Solution: More is not always better – too many WAPs create more handoff issues, so proper design is important. Most enterprise-grade WAPs are much better at handing off. In addition, a wireless controller can be a useful device to monitor all of the WAPs in real time, and adjust their power output as needed, creating adequate coverage without too much overlap.
- Wireless interference. As important as WiFi is in all of our lives, it is quite amazing that up until about 2 years ago, the total number of unique WiFi channels was 3. It would be like you and all of your neighbors within a few hundred yards sharing three phone numbers to make all of your phone calls. In addition, there are a large number of other devices – cordless phones, microwaves, baby monitors, game controllers and more – that also use these same frequencies.
Solution: In any project, and especially in urban areas, a thorough radio frequency scan and analysis should be performed to optimize a WiFi network. Mills owns and utilizes a very sophisticated RF analysis tool and software to identify sources of interference, and uses it both to optimally place WAPs and set them to the proper WiFi channel.

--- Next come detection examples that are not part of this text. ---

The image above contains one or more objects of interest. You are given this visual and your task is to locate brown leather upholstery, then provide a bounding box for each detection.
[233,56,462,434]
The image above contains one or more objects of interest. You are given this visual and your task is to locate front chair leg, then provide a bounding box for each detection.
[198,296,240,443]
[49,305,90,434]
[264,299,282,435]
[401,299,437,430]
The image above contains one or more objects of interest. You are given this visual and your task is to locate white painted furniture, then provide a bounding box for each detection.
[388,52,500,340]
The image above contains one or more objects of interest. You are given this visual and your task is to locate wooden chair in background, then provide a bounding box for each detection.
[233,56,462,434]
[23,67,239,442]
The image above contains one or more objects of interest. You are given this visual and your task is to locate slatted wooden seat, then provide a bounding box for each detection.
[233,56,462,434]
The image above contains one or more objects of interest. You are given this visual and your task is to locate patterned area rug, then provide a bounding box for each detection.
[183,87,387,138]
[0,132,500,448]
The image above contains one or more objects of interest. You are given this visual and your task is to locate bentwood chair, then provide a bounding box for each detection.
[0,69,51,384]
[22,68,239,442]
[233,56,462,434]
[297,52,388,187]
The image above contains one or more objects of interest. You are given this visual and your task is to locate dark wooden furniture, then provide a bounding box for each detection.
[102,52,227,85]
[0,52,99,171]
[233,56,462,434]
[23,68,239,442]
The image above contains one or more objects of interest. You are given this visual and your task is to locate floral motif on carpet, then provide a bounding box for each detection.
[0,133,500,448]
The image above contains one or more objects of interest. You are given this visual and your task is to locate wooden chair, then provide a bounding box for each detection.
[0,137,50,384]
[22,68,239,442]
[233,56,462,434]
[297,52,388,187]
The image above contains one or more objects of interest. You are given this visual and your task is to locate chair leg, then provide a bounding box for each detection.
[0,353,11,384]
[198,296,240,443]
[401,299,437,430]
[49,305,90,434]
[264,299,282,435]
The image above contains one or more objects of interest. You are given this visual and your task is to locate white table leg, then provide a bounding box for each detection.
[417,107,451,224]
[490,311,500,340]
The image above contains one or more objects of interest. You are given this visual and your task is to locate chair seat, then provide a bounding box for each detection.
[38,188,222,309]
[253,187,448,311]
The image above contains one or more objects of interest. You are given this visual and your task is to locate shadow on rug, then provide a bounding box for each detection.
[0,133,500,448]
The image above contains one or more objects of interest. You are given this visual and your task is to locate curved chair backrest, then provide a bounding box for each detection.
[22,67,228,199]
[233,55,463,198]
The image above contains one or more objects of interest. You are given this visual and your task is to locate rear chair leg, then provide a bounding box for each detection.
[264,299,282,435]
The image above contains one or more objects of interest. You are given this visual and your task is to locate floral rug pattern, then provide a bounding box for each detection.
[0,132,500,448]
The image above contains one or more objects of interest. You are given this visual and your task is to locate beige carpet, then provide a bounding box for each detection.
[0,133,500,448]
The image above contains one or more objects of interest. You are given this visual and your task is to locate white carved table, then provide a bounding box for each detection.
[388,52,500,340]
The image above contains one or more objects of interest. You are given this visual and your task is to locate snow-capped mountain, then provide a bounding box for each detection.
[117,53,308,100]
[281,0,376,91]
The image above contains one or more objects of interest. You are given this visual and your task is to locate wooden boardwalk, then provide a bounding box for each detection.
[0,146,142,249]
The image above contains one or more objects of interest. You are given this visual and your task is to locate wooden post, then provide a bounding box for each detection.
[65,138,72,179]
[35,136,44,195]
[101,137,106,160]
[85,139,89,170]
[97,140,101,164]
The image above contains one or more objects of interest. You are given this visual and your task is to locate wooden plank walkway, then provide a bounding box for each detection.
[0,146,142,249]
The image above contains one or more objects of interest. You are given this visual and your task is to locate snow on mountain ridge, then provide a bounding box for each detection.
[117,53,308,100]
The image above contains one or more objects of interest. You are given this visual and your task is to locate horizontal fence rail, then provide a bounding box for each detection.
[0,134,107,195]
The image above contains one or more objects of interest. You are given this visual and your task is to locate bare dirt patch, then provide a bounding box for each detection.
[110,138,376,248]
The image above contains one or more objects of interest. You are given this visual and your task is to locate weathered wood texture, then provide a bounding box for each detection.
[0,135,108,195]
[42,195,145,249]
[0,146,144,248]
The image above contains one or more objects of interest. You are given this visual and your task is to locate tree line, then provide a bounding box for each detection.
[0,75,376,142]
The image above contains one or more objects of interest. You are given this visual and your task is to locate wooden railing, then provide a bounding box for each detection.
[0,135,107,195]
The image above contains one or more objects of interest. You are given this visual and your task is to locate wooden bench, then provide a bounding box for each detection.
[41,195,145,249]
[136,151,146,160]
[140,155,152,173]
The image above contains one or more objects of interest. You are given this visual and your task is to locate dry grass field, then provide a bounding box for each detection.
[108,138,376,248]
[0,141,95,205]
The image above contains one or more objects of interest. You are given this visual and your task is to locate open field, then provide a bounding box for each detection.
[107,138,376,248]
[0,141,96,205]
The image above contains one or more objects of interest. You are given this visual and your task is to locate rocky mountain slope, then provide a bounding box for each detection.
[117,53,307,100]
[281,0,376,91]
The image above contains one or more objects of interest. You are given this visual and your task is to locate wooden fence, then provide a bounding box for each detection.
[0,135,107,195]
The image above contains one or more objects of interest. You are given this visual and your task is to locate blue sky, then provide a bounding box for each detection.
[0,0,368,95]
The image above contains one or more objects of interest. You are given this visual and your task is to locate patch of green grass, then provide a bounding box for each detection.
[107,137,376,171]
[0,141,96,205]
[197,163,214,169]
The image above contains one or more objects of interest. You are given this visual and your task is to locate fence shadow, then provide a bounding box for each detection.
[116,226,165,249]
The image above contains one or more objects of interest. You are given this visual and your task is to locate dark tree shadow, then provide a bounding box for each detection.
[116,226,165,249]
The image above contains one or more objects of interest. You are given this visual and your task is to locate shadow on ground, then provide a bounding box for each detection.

Fifth generation “ac” WiFi has introduced a number of benefits: faster speeds (higher frequency waves), use of the 5.0GHz spectrum (which has much less interference), and 24 non-overlapping WiFi channels (versus 3). Because of this, there is far less interference. The only downside of 5.0GHz is that the waves don’t travel as far, so more WAPs are needed to cover the same amount of space.
Network stability is the backbone of the smart home. It’s not just a benefit, it’s a requirement in today’s connected home.